“Trump knew it.” Congresswoman Zoe Lofgren summed up on Monday the campaign led by former President Donald Trump to turn around the 2020 election results and that culminated in a violent assault on Capitol Hill on January 6 last year: she knew that her allegations of fraud were not they had evidence support and despite this, they continued to deny their defeat and avoid a foundation of democracy, the peaceful transfer of power.
This was defended by several high-ranking officials of his greatest confidence in the second appearance of the House of Representatives committee that is investigating what they have called an “attempted coup.” The first appearance, last Thursday, during prime time, was a trailer of the interrogations and work carried out by the committee during the last year.
In yesterday’s, the committee began to methodically string together its case against Trump, whom it places at the “center of the conspiracy” to turn the result of the polls.
“Today we will show that there was no election theft,” said Lofgren, one of the Democratic representatives on the committee, who led the questioning and the presentation of evidence. She did it through the words of Trump’s inner circle. In the first place, Bill Stepien, his campaign manager, who admitted to his boss on election night that the chances of winning were “very daunting” and recommended that he wait for the count to finish, which would take days due to the high percentage of votes by mail, and that he did not declare victory. Trump ignored him and ended up marginalizing him, as he did with anyone who did not support the existence of fraud.

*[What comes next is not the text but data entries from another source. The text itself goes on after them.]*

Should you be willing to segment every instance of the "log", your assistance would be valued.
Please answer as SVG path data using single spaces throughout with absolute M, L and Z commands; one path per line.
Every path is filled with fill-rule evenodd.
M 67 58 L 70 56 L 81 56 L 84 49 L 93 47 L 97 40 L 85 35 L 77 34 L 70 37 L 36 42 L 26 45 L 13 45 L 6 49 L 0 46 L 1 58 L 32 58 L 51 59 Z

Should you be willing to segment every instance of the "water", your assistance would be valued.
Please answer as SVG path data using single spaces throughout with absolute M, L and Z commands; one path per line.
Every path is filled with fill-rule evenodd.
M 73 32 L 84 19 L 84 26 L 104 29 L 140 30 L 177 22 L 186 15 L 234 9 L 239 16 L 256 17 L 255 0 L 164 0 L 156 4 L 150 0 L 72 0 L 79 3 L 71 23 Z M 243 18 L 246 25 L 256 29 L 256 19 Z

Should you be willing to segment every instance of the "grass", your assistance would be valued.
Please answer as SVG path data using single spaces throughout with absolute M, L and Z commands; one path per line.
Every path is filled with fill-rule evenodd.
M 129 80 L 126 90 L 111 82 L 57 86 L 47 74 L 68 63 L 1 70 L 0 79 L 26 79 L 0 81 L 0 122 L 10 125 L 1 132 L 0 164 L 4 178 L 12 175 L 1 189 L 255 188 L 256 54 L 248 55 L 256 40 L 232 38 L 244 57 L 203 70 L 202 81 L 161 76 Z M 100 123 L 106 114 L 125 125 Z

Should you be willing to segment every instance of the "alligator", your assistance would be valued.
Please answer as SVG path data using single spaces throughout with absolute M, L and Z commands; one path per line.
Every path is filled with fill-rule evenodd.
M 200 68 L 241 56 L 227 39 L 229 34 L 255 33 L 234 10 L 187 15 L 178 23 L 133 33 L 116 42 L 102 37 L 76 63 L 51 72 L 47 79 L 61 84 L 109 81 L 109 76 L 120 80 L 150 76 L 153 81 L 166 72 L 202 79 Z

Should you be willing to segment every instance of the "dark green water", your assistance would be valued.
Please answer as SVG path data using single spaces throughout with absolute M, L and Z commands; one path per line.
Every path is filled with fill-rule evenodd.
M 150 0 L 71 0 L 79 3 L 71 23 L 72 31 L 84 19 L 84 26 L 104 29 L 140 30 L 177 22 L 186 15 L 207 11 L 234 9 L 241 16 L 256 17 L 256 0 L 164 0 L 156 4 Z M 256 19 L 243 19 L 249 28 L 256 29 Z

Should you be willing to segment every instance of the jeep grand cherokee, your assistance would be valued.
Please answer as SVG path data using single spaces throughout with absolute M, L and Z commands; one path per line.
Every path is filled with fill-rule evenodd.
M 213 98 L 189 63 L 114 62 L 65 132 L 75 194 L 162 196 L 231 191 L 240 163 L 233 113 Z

The loudest voice during the appearance was that of William Barr, then attorney general, chosen by Trump, a respected figure among Republicans and a staunch defender of the president in legal battles such as the investigation of Russian interference in the 2016 elections. With the authorities, Barr sprinkled his words of critical epithets with those allegations of fraud, for which he never found evidence: “bogus”, “stupid”, “idiotic”, “complete nonsense”, “without any foundation”, “pure bullshit”. ».
“He was out of touch with reality,” “wasn’t interested in the facts,” Barr said of Trump and the fraud allegations he defended. The billionaire was not interested in hearing how prosecutors from the Department of Justice and state authorities – also Republican or appointed by himself – dismissed these accusations one after another. He kept repeating them to his millions of followers, also despite the fact that the courts turned their backs on him. Of 61 lawsuits filed in court in this regard, 60 came out against Trump’s interests and the only winner did not influence the result in that state. The lies and unsubstantiated allegations were the breeding ground for the assault on the Capitol.